Transactions within this world are made with MANA, Decentraland’s native cryptocurrency, and proof of ownership of virtual property is verified via NFTs.
The value of the coin had already begun to climb during 2021 but in the wake of Meta’s announcement, it rocketed in value.
At the time of writing, the crypto is trading at €4.06 a piece, compared with €0.07 at the beginning of this year.
According to Carr, there are two ways to participate in the governance of Decentraland: you can either hold MANA or be a landowner.
But with the value of MANA soaring and virtual land becoming eye-wateringly expensive, the question remains whether Decentraland can remain a so-called “open metaverse” instead of merely the digital fiefdom of wealthy users or early investors.
"One of the big things that has come up is, 'Oh, have I already missed the boat?' Because land prices in various virtual worlds are expensive, and so I can't really contribute or participate - which is not the case," said Carr.
According to Carr, creators going in and contributing to a piece of virtual land or putting their own wearables on the Decentraland marketplace is "still an opportunity".
Carr also envisions a future Decentraland where renting virtual land becomes an option for those priced out of the digital property market.
"I think land will be another area of virtual worlds that will change dramatically," he said.
"I think you'll see rentals happening, you’ll see subdivision of land".
In addition, users could find a route into the metaverse via gaming communities.
"You already see guilds like Yield Guild Games [a play-to-earn gaming guild], buying up areas of land for their communities to work within and build games for".
But what’s in it for those who have already jumped in and bought up virtual real estate?
"The early landowners, the early investors will want to have content added to their property, because they have a vested interest in the virtual worlds in which they purchase the land," Carr explained.
"They'll want to have that content and those experiences on the land because it brings in people to the virtual world and it just enriches the experience," he said.
Will the Meta metaverse dominate this nascent industry?
Regarding Meta’s announcement on their plans to build the metaverse, Carr concedes that the tech giant and others like it, are likely to have a sizable influence on how the expanded metaverse will develop.

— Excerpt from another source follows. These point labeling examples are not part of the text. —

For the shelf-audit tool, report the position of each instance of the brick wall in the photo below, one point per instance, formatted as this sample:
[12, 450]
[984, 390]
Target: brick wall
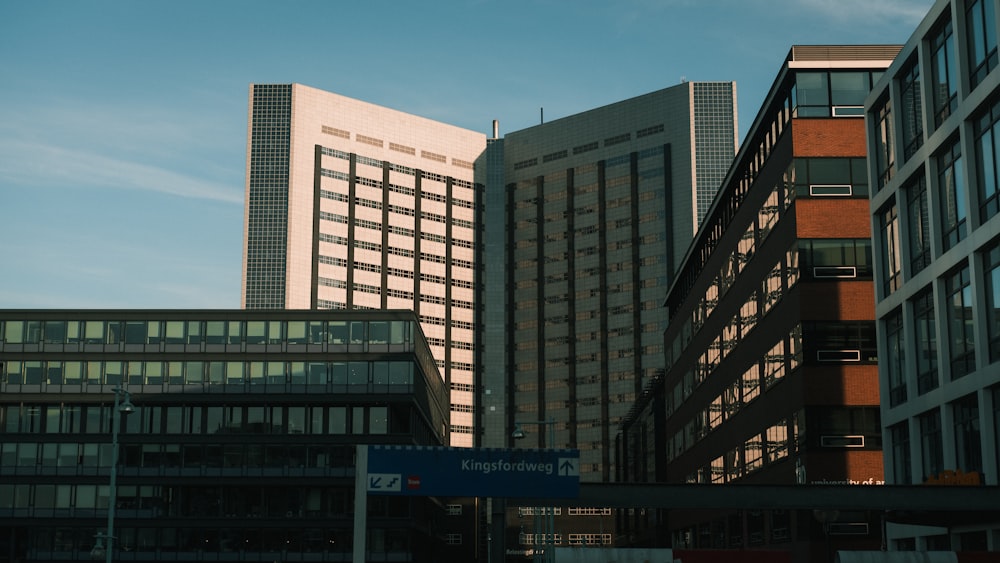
[832, 218]
[829, 137]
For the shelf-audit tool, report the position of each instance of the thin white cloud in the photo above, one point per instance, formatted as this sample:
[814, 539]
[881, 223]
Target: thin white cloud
[867, 12]
[44, 165]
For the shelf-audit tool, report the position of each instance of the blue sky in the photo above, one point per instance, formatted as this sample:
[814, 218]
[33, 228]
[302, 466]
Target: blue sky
[123, 123]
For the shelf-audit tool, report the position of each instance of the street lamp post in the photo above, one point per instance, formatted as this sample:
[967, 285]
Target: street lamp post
[549, 539]
[121, 407]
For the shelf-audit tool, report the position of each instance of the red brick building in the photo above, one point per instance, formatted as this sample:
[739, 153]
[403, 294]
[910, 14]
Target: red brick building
[771, 364]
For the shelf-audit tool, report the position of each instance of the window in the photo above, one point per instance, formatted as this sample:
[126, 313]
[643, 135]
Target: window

Nevertheless, he believes that there will still be plenty of space for platforms like Decentraland to operate because their structure means they are better placed to cater for those seeking greater autonomy in virtual spaces.
"The assumption is that, given the success of Facebook as a social media platform... you would have to imagine that their version of a virtual world and metaverse services will not be decentralised," Carr said.
"It won't be OK. Let's hand it over to the community and you tell us how you want to run it. You would have to assume based on history that it will be a more centralised experience".
Amongst the community active in the metaverse space, Carr believes the reaction to Meta’s announcement has been mixed.
"When Facebook talks about building the metaverse, if you follow this space on Twitter, you would have seen a lot of backlash talking about 'OK well, the Metaverse has already been built, and it is very active and has a lot of communities and a lot of users in the various virtual worlds,'" he said.
On the other hand, he admits the splashy announcement has brought the word firmly into the mainstream, “which can only be a good thing for the Metaverse generally,” he added.
"I think Meta will create something that is curated and centralised and controllable, which will be fine for some people".
"I don't think that's going to kill other virtual worlds or other metaverse experiences, I think. I think everybody will find their place in the metaverse that suits them".